After the vinegar bath, I rinse the board with a combination of baking soda and water. This neutralizes the vinegar. Then I rinse with plain water and let the board dry. Be sure to let it dry thoroughly.
Bridging broken PCB traces with wire
You won’t be able to solder directly over the broken traces. There’s a coating called solder mask over most of the metal that solder won’t adhere to. You can scrape away the epoxy with an awl or a pick until you get down to bare copper. You’ll know when you reach copper, as the color changes from the tint of the PCB to bright, shiny copper like a new penny. Expose a good 1/8 inch or 3 mm of the trace, if not a bit more. Clean the area, then apply a bit of flux to the bare copper. Using no more than a 30-watt soldering iron (15-20 watts is better), apply a bit of solder to the area to tin it.
As for the wire, professionals use fine 30AWG wire wrap wire.
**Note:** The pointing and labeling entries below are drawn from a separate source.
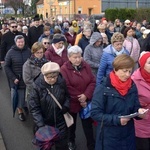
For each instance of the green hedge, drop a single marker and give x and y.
(124, 13)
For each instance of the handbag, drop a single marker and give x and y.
(86, 111)
(68, 118)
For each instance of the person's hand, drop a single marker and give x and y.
(124, 121)
(82, 98)
(142, 112)
(83, 104)
(16, 81)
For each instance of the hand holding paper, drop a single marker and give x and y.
(142, 112)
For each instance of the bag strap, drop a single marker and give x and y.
(54, 98)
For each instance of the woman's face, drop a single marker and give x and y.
(59, 45)
(39, 54)
(118, 45)
(75, 59)
(147, 65)
(51, 78)
(123, 74)
(46, 43)
(87, 33)
(102, 30)
(130, 33)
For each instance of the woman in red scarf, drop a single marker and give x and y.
(114, 99)
(141, 78)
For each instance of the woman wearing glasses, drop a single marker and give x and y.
(46, 43)
(57, 51)
(32, 67)
(109, 53)
(15, 58)
(44, 109)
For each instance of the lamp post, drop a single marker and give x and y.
(137, 4)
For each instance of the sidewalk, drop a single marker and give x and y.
(2, 146)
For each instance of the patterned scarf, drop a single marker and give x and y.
(38, 62)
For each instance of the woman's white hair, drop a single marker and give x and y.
(74, 50)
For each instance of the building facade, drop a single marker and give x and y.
(125, 4)
(69, 8)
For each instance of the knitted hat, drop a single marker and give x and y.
(127, 21)
(50, 67)
(58, 37)
(143, 58)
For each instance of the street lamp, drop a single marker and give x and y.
(137, 4)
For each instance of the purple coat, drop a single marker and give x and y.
(78, 82)
(51, 55)
(142, 127)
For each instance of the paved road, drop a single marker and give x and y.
(18, 135)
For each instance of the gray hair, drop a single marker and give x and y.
(74, 50)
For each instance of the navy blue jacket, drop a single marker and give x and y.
(15, 58)
(107, 105)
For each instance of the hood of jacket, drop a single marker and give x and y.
(95, 37)
(14, 47)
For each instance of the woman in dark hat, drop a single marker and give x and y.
(42, 106)
(113, 99)
(57, 51)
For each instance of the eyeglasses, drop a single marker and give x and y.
(46, 43)
(14, 26)
(39, 52)
(51, 77)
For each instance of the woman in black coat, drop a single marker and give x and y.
(15, 58)
(43, 108)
Heavier wire will work, it’s just (arguably) harder to work with and harder to conceal. I used thicker wire because it was what I had.
Strip a bit of wire and tin the end, then solder the wire to one side of the trace. Cut the wire to length, then strip and tin the other end. Position the wire on the board and apply a bit of tape to hold the wire in place if you need to. Solder the other end, then remove the tape. Let the solder cool, then check to make sure the wire stays in place. You want bright, shiny solder joints, not dull ones. Dull joints indicate both a weak electrical and mechanical bond.
Jumping off existing solder joints to bypass damaged traces
If you can track the trace to a nearby solder joint on one or both ends, you can skip the scraping. Use a solder joint to a component, not a test point. You can tell the difference by looking for a pin in the joint. If there’s no pin, it’s a test point. If you have a good solder joint, add just a little solder to that solder joint, then bend your wire into a tight loop and tin it. Position the wire on the pin, being sure not to short any of the adjacent pins. Solder the wire to the pin. If you can locate another joint on the other side of the break, run the wire to that joint. If not, scrape the other side of the break and solder there.
Whichever way you do it, once you restore electrical conductivity, the board will probably start working again. Wash the board to eliminate any residual vinegar, and let the board dry thoroughly overnight. If it doesn’t post, it’s not dry yet. Chances are once the board is dry, it will post and it will work for you, especially if it’s an older board with just two layers.